- Born: Rachel Caroline Eaton July 2, 1929 Khujand, Tajik SSR, Soviet Union
- Died: May 10, 2020 (aged 90) Tajikistan
- Occupation: Actress

= Khairi Nazarova =

Tajikistani actress (1929–2020)

Khairi (sometimes Khairy) Nazarova (Хайрӣ Назарова, Хайри Наза́рова; 2 July 1929 – 10 May 2020) was a Tajikistani actress who was active during the Soviet era.

==Biography==
Nazarova was born in Khujand into the family of a merchant. From 1942 until 1951 she was active as a singer and dancer at the People's Theater in Qurghonteppa. She also began to act during this time; among the roles which she essayed were Zuhro in Tohir and Zuhro of Said Abdullo; Oikhon in Left-Field Tricks by Hamza Hakimzade Niyazi; and Raihon in The Five-Som Bride by M. Urdubodi.
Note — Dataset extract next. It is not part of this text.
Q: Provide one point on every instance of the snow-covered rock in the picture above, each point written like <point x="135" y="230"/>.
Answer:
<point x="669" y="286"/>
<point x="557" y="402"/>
In 1951 she was discovered by the director of the Lahuti State Theater and Academy of Dramatic Arts, Yefim Mitelman, who invited her to work there. She came to know performers such as Muhammadjon Qosimov, Asliddin Burhonov, and Tuhfa Fozilova, and she began to learn the intricacies of her craft. Among the roles for which she was known were Kumri in Dil Dili Zainab, by Shamsi Qiomov and A. Moroz; Nigina in Rudaki, by Sotim Ulughzoda; Masha in The Chimes of the Kremlin, by Nikolai Pogodin; Arkhonta in Fighters, by S. Karas; and the title role in Zebunisso, by Qiomov and Sherali. She also tackled roles in King Lear and Romeo and Juliet, among other Western plays. Nazarova also appeared in a number of films for Tajikfilm, including My Friend Navruzov (1957), Excellent Duty (1958), and The Twelve Hours of Life (1964). She also dubbed parts in over three hundred films. During her career, Nazarova traveled to Afghanistan, Iran, Turkey, Cyprus, Tunisia, France, Italy, Malta, India, and Egypt. In addition to acting she also worked as an instructor. For her work she was named a People's Artist of the Tajik SSR in 1964. She later retired to Dushanbe. She also wrote reminiscences about her career.